This killed FreeDOS (and presumably all the other *DOS as well) on modern hardware unfortunately. It was fun as long as it lasted. I do not know what the next-best single-user, single-process, non-bloated OS would be to run on modern hardware that still has some reasonably modern software and can be used for distraction-free (hobby) development the way FreeDOS could.
> I do not know what the next-best single-user, single-process, non-bloated OS would be to run on modern hardware that still has some reasonably modern software and can be used for distraction-free (hobby) development the way FreeDOS could.

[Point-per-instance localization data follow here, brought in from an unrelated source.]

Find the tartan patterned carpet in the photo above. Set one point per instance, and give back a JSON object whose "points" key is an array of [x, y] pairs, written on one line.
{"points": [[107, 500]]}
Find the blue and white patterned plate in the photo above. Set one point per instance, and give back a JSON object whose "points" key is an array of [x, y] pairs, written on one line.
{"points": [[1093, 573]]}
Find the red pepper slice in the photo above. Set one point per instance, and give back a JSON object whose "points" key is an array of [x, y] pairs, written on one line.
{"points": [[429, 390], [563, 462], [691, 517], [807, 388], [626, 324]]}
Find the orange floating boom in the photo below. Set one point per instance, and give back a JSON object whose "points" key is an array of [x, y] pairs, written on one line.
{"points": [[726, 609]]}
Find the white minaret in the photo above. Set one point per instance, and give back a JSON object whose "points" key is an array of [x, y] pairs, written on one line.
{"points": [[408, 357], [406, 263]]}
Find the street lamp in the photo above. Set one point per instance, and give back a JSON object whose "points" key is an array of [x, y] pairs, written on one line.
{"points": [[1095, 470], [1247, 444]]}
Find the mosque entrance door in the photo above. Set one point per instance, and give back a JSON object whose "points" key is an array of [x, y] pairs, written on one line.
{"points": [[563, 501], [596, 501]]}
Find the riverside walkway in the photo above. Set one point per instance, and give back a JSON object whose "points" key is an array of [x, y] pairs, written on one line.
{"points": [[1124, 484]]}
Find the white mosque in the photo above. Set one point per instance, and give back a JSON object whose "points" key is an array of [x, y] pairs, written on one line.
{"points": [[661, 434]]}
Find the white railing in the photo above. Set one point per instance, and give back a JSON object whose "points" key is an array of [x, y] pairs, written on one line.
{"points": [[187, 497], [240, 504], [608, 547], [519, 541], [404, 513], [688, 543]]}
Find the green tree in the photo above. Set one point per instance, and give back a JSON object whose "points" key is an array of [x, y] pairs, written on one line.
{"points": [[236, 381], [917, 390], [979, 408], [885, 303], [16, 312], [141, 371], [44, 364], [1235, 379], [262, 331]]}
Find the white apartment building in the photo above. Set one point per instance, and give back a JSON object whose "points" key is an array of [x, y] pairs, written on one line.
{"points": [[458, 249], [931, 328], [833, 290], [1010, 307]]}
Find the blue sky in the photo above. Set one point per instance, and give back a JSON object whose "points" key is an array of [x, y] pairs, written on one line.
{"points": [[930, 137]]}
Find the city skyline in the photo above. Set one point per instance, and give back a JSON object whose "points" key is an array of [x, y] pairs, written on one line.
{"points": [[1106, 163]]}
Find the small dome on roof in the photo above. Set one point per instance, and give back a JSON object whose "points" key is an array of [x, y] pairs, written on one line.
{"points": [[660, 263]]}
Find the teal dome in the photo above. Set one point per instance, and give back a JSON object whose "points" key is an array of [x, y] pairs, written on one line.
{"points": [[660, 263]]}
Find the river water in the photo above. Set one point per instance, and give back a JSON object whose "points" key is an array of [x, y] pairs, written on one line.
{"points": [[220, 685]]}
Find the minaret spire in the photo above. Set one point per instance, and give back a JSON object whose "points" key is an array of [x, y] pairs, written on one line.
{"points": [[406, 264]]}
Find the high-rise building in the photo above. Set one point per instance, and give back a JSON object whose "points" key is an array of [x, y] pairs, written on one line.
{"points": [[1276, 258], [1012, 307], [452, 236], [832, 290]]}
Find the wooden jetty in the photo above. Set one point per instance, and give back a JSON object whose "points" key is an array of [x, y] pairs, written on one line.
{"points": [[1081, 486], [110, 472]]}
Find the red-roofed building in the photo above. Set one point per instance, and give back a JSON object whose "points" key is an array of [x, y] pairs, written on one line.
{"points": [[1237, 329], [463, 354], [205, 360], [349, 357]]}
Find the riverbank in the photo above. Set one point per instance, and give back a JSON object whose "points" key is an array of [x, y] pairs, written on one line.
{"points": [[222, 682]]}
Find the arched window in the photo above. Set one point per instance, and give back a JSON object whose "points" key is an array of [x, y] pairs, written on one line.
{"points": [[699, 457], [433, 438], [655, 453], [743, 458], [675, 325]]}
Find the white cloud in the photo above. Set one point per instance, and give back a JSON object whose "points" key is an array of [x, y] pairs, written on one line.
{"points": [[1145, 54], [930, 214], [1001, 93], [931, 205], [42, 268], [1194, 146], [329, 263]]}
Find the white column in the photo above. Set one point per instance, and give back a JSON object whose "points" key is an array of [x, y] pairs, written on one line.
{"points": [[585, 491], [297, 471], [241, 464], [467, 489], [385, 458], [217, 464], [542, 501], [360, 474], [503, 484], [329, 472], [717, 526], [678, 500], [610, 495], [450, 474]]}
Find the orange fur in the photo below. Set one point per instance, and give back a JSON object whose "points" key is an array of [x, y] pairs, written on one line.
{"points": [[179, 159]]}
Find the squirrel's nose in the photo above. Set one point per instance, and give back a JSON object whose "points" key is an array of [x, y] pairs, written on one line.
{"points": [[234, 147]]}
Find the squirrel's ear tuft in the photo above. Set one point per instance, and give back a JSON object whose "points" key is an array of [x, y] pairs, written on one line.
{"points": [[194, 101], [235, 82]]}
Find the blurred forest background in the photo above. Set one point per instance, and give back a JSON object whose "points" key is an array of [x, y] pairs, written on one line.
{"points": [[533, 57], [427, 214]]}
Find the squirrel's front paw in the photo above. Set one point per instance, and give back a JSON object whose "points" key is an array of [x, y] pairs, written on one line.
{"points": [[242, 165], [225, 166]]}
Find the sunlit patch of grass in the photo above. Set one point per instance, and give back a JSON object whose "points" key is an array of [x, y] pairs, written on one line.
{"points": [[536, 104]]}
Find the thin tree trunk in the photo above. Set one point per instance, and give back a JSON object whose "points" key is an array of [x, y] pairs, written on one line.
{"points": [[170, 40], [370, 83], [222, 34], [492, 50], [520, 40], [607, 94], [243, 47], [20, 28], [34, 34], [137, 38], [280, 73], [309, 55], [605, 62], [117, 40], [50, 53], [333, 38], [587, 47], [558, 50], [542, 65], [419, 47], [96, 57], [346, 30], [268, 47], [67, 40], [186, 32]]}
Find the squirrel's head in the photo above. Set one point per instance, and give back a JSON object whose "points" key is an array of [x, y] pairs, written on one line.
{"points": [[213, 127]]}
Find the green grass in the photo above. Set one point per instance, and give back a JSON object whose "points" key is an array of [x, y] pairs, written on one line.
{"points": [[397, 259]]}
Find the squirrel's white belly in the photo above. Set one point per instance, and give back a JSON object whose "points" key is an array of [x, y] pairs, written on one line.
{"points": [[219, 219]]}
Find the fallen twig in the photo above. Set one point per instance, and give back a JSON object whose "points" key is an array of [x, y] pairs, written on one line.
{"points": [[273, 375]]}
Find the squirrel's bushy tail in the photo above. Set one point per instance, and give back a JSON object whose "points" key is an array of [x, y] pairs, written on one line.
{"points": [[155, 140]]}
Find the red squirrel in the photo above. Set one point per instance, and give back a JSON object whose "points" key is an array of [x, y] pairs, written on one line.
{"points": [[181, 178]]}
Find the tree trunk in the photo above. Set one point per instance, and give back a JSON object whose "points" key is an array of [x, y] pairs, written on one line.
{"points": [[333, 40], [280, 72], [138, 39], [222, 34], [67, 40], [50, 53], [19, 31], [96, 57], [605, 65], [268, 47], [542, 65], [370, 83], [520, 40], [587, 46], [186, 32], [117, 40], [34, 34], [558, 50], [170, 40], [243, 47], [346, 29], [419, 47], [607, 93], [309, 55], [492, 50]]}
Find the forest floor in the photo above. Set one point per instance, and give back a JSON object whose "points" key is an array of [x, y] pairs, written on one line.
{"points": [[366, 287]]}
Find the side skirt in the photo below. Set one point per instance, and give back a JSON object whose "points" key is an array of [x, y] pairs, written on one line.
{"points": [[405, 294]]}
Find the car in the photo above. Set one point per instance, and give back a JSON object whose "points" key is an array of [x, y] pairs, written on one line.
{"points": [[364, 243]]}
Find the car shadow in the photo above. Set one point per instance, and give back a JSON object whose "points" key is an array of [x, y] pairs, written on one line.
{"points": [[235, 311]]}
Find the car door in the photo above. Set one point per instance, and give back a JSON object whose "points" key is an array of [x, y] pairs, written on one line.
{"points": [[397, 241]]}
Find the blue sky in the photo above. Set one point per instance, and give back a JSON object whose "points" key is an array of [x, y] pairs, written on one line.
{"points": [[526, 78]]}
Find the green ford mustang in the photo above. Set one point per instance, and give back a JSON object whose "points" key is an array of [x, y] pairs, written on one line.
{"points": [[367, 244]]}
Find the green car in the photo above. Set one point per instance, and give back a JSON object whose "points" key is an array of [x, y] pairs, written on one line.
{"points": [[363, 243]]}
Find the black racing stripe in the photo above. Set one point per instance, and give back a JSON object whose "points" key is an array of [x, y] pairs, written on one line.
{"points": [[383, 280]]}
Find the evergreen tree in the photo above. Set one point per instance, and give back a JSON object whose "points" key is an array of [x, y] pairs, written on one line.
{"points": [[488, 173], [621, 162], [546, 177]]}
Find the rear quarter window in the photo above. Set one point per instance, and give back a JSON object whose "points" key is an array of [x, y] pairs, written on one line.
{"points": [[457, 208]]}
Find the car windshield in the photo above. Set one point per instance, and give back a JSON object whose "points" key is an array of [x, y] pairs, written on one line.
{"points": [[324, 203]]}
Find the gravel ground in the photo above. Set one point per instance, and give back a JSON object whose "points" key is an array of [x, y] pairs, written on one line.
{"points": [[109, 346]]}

Not sure why would you want a single-process OS on modern hardware, but there are some alternatives that run much less things on the background than regular Linux: Haiku, FreeBSD, NetBSD, OpenBSD, or some lightweight non-glibc, non-systemd Linux-based like Adelie or Alpine.
Thanks for that. That sent me down an enjoyable rabbit hole. I got started with PCs back in the 80s and became fairly familiar with how boot worked back then. UEFI happened while I was paying attention to other things and I've never become as familiar with it as I should be. This was a good excuse to do some reading.
That's still multi-process though, there's an awful lot of background tasks running in pretty much every non-fossil kernel version, not to mention userspace daemons (udev, dbus, dhcp) without which most normal userspace stuff doesn't even work.
Deprecated doesn't mean deleted, it just means "no longer updated/developed with a goal towards removal".